20 May 2010

03-12-2002 – INVAP sells its first gamma therapy unit in Brazil : In the field of nuclear medicine, Argentina is no longer a purely annoying competitor but quite a serious opponent.


This last Friday, 22 November 2002, INVAP received the official communication that it had been the successful bidder at the Instituto Nacional del Cáncer (INCA) – National Cancer Institute of Brazil – of the Brazilian Health Ministry for the installation of a gamma therapy unit in the city of Río Branco, state of Acred. This is the first sale of our Teradi 800 within a very hard market that INVAP had been trying to access since 1994.

Brazil’s attraction not only lies in the fact that it is the largest partner in Mercosur. Its public health system requires at least 60 more units just to replace obsolete ones, and no less than 100 additional ones to meet the number recommended by the World Health Organization (WHO) for a population such as that of Brazil. When multiplying these figures by the price at which the Mossoro Teradi was awarded (USD 300,000 CIF), we may see why Brazil is a market that the radiation therapy unit suppliers of the First World had “kept locked”.

Prior to opening such lock, we had to take care of another within our own domestic market. Nearly twenty years ago, after inspecting the first Teradi 800 model, the representative for South America of the world’s number one firm in the field of gamma therapy systems told us (sic), ‘We shall have to destroy you quickly’.

We cannot say that they did not try, but here we are. Projecting our company from Argentina (where the mentioned firm could not manage to sell a single unit ever since) towards Mercosur.

Since the appearance of INVAP in the South American radiation therapy horizon, the companies that dominated the market were forced to lower the historical averages of their quotations by half. They also had to waive absolutely absurd profit rates. This has undoubtedly improved the chances of thousands of cancer patients throughout the subcontinent to access gamma therapy.

The Teradi 800 unit awarded Río Branco is comparable to the top model of our strongest competitor. Nevertheless, it has always been less costly, even at the 1 to 1 US dollar-peso parity registered throughout the 1990s. Now, with a USD 1 – Pesos 3.5 parity, we are in conditions of stop being purely annoying participants to become quite strong opponents.

Nevertheless, we are aware that quality and price are not the only factors in this business.
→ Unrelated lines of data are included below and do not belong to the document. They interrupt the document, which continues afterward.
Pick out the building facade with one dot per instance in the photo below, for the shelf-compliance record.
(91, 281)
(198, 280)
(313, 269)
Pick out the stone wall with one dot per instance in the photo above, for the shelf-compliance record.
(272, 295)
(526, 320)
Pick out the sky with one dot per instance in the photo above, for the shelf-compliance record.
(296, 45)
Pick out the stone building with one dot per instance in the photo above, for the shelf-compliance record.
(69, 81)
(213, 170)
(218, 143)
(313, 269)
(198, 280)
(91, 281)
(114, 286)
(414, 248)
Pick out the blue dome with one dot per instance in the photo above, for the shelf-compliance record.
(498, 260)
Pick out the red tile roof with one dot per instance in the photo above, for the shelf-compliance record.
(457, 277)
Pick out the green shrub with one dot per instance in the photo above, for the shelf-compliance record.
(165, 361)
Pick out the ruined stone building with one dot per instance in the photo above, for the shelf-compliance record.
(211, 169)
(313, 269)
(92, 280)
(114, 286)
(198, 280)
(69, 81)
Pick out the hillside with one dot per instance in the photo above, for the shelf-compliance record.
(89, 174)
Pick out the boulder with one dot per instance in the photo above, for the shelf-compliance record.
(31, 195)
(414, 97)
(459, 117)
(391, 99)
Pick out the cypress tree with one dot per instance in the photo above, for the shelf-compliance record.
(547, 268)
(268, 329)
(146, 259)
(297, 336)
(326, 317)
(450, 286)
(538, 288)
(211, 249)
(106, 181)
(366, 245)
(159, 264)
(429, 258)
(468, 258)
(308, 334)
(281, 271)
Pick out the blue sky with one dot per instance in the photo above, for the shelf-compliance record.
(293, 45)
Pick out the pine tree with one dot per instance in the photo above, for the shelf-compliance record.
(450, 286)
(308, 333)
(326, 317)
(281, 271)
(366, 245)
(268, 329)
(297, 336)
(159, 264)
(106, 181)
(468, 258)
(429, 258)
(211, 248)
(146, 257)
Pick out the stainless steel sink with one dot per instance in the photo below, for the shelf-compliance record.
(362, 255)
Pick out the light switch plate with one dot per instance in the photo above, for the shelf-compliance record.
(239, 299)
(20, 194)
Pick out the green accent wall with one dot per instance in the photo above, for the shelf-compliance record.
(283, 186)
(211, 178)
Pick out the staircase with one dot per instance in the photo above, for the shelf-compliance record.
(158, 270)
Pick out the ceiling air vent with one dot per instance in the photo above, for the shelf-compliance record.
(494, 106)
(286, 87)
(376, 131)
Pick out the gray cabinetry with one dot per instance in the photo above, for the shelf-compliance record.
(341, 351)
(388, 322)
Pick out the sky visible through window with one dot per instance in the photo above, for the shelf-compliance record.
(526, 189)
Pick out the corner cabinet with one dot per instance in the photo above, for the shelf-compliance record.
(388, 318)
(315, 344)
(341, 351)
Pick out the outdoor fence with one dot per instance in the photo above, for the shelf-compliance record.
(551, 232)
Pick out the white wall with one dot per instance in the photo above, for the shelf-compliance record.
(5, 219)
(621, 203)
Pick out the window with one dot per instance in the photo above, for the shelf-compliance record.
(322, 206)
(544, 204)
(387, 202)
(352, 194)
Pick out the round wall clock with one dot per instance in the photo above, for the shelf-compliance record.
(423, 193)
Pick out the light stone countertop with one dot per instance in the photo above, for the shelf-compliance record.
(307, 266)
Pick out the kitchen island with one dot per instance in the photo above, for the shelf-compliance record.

Since 1994, we have taken part in every radiation therapy congress held in Brazil, colliding against every type of interests, cultural and otherwise. Cultural interests include the fact that a radiation therapist trained and having worked most of his career using a certain make from the northern hemisphere will remain loyal to it and will be contrary to change, a situation which we even experienced within our own country.

Yet another cultural problem is given by the fact that Argentina no longer holds that “technologically-advanced country in the region” status that it used to have in the 1960s. This makes a difference when attempting to convince a buyer from the Brazilian health system – more of a physician than a technologist – that a system made in Argentina may prove to be more advanced that the average supply provided in South America by those who dominated the market not long ago.

It also happened that biddings in which INVAP succeeded were suspended for some strange reason and procurements already decided never materialized.

On account of this, we are cautious at a time for celebration. We have not won any battle, this being just a skirmish, and we lost many of these in the past.

Our only certainties in the case of Brazil are that, more than ever, we have the best combination of technology and price, and we will use this first sale in Brazil as “showroom” to generate others; that we wish to have a local partner that, for example, may assemble units in Brazil with parts fabricated in Argentina; and that we are yielding not only good technology but also something morally right.

On the one hand, we are adding to the Argentine prestige with an export of high added value. On the other, we continue to make radiation therapy more and more accessible throughout the subcontinent.